Access to the Danish Cancer Registry allowed us to conduct a cohort study in a population-based setting with virtually complete follow-up of cancer cases. However, our data on IBS were based on diagnoses registered in the DNRP and it is known that these are not entirely accurate. Moreover, IBS has been defined differently over time, changing the clinical characteristics used to diagnose the disease. Thus, use of the Rome criteria results in a considerably lower prevalence of IBS compared with use of the Manning criteria (Boyce et al, 2006). Such diagnostic differences may explain the slightly higher risk of colon cancer among patients diagnosed in the first part of our study period. Since the DNRP was established in 1977, patients diagnosed with IBS in the first part of our study period may have been prevalent cases and not newly diagnosed cases. Changing our study period to 1980–2008 did not, however, change the results substantially – so any bias caused by left-truncated data is probably minor. Our use of routine data also may be a strength, as the study itself did not affect the process of diagnosing IBS. At the same time, IBS and colorectal cancer share symptoms, and the first symptoms of colorectal cancer may easily be confused with IBS. The increased risks of both colon and rectal cancers in the first year after the IBS diagnosis are thus likely to be explained by an incorrect IBS diagnosis (Garcia Rodriguez et al, 2000).
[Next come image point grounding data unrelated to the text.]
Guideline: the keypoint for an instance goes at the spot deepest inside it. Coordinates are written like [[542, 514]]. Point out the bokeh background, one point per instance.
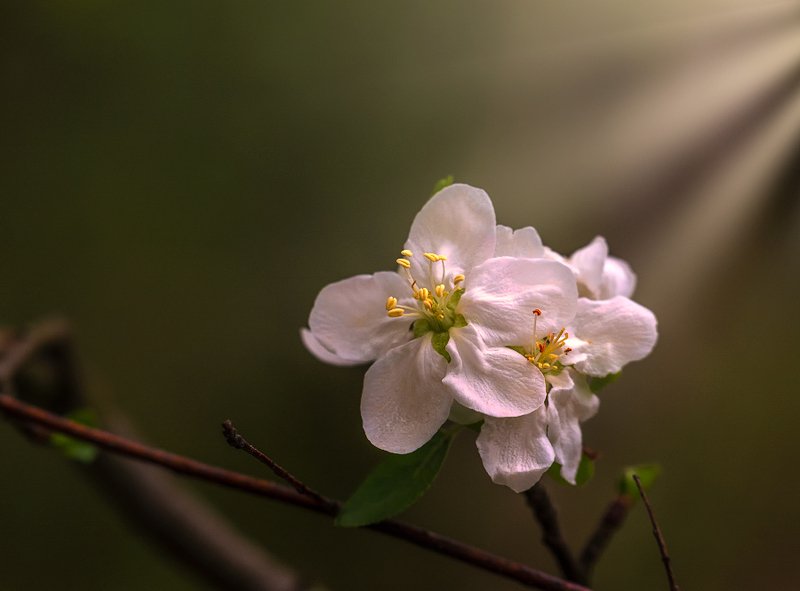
[[179, 179]]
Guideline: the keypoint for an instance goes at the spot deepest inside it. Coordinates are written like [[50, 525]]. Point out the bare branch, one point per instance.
[[662, 544], [612, 520], [547, 516], [193, 468], [236, 440]]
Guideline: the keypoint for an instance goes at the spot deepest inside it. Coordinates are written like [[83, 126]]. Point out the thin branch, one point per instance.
[[662, 544], [612, 520], [187, 466], [547, 516], [236, 440], [150, 499]]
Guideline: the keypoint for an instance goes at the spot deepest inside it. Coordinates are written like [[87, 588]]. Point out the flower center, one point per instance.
[[436, 294], [546, 352]]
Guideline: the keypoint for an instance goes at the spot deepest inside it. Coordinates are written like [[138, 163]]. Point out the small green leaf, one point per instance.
[[442, 183], [439, 342], [396, 483], [647, 474], [75, 449], [584, 474], [597, 384], [421, 327]]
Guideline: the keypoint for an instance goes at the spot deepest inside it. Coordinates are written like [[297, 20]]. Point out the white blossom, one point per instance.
[[439, 328]]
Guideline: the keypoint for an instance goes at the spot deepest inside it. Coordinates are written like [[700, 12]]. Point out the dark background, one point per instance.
[[180, 179]]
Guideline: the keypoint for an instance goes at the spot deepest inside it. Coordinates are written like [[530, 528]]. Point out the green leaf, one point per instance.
[[442, 183], [647, 474], [597, 384], [584, 474], [439, 342], [396, 483], [421, 327], [76, 449]]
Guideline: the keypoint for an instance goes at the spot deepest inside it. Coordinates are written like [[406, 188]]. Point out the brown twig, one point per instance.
[[188, 529], [547, 516], [193, 468], [236, 440], [612, 520], [662, 544]]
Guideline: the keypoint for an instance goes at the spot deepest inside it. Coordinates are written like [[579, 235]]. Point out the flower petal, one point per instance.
[[502, 292], [523, 243], [320, 352], [569, 404], [457, 222], [349, 318], [495, 381], [516, 451], [588, 265], [404, 402], [609, 334], [618, 279]]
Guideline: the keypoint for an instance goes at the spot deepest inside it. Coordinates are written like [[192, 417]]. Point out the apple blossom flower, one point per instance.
[[438, 328]]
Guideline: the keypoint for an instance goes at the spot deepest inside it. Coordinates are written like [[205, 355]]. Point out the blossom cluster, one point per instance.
[[482, 324]]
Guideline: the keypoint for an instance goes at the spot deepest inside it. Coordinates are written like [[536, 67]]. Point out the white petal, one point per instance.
[[457, 222], [610, 333], [349, 317], [404, 402], [618, 279], [320, 352], [568, 406], [502, 293], [516, 451], [495, 381], [523, 243], [588, 263]]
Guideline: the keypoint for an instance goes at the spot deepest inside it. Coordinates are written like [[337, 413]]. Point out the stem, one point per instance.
[[547, 516], [229, 479], [662, 544], [612, 520]]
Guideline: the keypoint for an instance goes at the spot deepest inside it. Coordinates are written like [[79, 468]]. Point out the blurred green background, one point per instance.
[[180, 179]]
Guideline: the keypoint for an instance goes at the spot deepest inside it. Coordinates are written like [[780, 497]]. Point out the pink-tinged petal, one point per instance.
[[349, 318], [404, 401], [523, 243], [588, 264], [618, 279], [320, 352], [494, 381], [609, 334], [570, 403], [457, 222], [502, 293], [515, 451]]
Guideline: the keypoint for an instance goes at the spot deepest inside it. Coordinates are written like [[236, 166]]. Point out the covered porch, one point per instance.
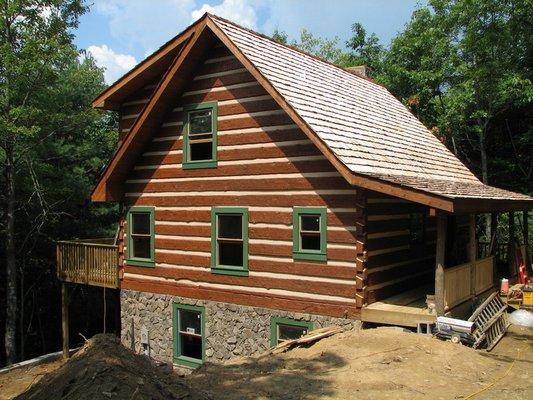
[[466, 271]]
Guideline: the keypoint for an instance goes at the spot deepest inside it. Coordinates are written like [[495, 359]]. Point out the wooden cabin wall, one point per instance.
[[265, 163], [393, 264]]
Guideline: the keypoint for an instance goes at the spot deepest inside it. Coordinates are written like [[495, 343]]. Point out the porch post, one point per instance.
[[525, 228], [511, 246], [472, 251], [440, 253], [64, 318]]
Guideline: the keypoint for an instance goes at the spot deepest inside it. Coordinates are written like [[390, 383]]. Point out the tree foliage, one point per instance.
[[52, 148]]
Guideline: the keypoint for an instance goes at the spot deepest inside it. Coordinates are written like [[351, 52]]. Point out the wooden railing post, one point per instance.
[[440, 254], [64, 318]]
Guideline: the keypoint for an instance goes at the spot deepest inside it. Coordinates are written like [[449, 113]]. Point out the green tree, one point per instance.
[[52, 145], [464, 68]]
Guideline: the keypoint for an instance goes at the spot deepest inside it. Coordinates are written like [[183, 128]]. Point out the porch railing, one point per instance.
[[465, 281], [88, 263]]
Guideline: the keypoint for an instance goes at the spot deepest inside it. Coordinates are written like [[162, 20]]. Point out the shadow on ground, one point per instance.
[[268, 377]]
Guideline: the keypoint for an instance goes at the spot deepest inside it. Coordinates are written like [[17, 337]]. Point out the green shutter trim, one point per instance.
[[134, 261], [311, 255], [176, 356], [228, 269], [213, 163], [275, 321]]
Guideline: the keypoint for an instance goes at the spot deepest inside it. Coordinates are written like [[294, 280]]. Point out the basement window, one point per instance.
[[188, 328], [229, 241], [200, 136], [309, 234], [140, 237], [283, 329]]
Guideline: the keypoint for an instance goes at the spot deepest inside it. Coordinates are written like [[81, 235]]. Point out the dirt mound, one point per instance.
[[103, 369], [378, 363]]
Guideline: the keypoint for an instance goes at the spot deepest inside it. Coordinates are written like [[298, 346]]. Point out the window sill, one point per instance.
[[187, 362], [199, 164], [229, 271], [140, 263], [300, 255]]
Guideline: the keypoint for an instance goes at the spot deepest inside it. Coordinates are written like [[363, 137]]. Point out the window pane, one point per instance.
[[310, 223], [288, 332], [141, 246], [230, 254], [200, 121], [140, 223], [191, 346], [230, 226], [310, 242], [190, 321], [201, 151]]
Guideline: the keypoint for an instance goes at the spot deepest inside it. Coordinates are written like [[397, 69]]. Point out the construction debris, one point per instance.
[[311, 337], [491, 322]]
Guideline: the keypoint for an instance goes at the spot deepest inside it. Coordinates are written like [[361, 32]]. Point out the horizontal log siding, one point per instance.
[[266, 164], [391, 263]]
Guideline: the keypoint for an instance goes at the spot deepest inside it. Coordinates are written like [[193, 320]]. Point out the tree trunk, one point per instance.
[[484, 174], [11, 267]]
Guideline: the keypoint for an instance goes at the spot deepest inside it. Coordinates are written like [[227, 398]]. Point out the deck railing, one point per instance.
[[500, 251], [465, 281], [88, 263]]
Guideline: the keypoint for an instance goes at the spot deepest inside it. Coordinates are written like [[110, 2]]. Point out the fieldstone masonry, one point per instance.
[[230, 330]]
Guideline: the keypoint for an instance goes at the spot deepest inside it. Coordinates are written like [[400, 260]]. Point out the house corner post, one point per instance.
[[440, 253]]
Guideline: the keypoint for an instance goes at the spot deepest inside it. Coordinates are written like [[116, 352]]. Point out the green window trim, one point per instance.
[[213, 163], [312, 255], [135, 261], [176, 356], [275, 321], [228, 269]]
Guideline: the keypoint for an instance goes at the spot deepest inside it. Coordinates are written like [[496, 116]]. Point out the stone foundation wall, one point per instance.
[[230, 330]]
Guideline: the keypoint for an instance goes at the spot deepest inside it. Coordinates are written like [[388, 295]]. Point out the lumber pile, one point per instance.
[[311, 337]]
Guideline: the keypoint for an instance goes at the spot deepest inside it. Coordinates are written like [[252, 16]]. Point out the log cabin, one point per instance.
[[266, 192]]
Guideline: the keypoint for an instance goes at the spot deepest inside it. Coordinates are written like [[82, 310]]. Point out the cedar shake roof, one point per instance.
[[367, 131]]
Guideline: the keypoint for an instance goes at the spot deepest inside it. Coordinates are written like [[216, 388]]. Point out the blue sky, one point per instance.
[[121, 33]]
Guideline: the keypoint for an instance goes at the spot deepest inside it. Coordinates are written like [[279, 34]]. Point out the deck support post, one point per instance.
[[525, 229], [64, 318], [472, 251], [440, 254], [511, 246]]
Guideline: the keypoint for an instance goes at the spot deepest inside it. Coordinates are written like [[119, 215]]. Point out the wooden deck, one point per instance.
[[88, 262], [405, 309]]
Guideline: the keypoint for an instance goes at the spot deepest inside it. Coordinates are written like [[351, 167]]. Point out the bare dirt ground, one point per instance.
[[370, 364], [102, 369], [377, 364]]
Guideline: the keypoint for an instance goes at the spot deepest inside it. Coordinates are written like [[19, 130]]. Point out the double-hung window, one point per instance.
[[309, 234], [200, 136], [140, 237], [283, 329], [188, 329], [229, 241]]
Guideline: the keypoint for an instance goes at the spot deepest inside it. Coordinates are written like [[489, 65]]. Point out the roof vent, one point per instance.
[[358, 70]]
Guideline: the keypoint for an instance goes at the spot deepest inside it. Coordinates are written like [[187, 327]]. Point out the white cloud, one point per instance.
[[142, 26], [115, 64], [238, 11]]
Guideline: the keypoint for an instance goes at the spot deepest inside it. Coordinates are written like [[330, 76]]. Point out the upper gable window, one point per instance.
[[200, 136]]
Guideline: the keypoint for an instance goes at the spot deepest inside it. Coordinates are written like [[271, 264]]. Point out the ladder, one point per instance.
[[491, 322]]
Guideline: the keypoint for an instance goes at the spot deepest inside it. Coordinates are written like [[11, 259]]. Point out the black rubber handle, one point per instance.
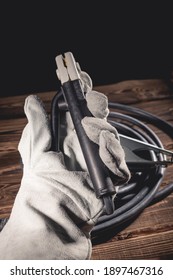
[[78, 109]]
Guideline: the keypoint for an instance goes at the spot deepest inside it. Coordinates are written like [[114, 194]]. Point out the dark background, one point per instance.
[[112, 42]]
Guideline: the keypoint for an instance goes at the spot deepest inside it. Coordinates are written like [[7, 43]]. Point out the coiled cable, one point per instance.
[[144, 188]]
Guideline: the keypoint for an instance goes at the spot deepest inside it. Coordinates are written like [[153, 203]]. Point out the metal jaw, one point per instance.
[[67, 68]]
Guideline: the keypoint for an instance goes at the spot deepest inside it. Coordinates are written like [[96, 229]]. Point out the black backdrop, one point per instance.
[[111, 42]]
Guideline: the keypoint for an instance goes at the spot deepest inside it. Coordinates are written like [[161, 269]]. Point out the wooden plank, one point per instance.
[[151, 234]]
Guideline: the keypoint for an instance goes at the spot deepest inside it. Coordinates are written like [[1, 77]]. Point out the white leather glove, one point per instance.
[[55, 209]]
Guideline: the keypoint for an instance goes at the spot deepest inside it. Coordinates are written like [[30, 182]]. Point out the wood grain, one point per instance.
[[150, 236]]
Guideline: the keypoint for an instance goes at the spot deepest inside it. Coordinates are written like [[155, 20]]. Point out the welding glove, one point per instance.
[[55, 208]]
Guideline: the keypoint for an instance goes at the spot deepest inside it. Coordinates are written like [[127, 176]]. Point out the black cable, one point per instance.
[[144, 187]]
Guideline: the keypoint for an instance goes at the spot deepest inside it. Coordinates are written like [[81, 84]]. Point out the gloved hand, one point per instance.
[[55, 209]]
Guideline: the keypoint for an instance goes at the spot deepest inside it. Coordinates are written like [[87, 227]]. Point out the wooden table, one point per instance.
[[150, 236]]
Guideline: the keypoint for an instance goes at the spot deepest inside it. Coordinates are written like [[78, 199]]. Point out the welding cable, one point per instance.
[[144, 187]]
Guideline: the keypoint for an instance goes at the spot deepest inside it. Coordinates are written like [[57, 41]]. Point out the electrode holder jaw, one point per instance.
[[68, 72], [71, 98]]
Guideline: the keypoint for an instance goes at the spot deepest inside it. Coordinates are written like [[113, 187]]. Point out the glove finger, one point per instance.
[[94, 126], [37, 133], [112, 154], [97, 104]]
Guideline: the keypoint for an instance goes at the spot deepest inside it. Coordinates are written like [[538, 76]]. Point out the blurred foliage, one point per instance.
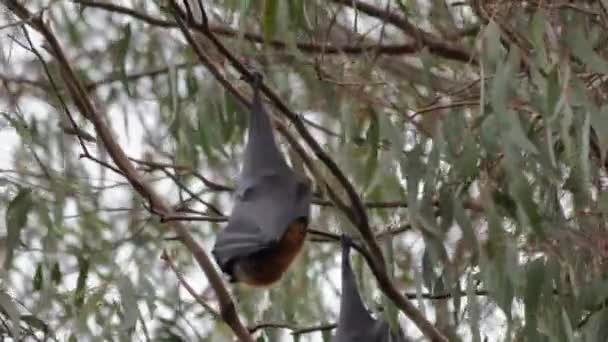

The restriction of our study to IBS patients diagnosed in a hospital contact may have produced some bias. Nevertheless, IBS patients without any hospital contacts should not be at higher risk of developing colon cancer than patients included in our study. In contrast, patients referred for evaluation in a hospital setting are likely to have a higher risk of colorectal cancer than those without hospital contacts if the referral reflects a higher level of concern about colorectal cancer. We therefore expect that such bias caused us to overestimate the risk. Restriction to patients diagnosed in 1995–2008 after inclusion of outpatient visits in the DNRP did not change our conclusions.

In conclusion, our study does not support the hypothesis that IBS is associated with an elevated risk of colorectal cancer. The increased risk of colorectal cancer in the first year after the IBS diagnosis is likely to be because of diagnostic confusion because of overlapping symptomatology between the two diseases.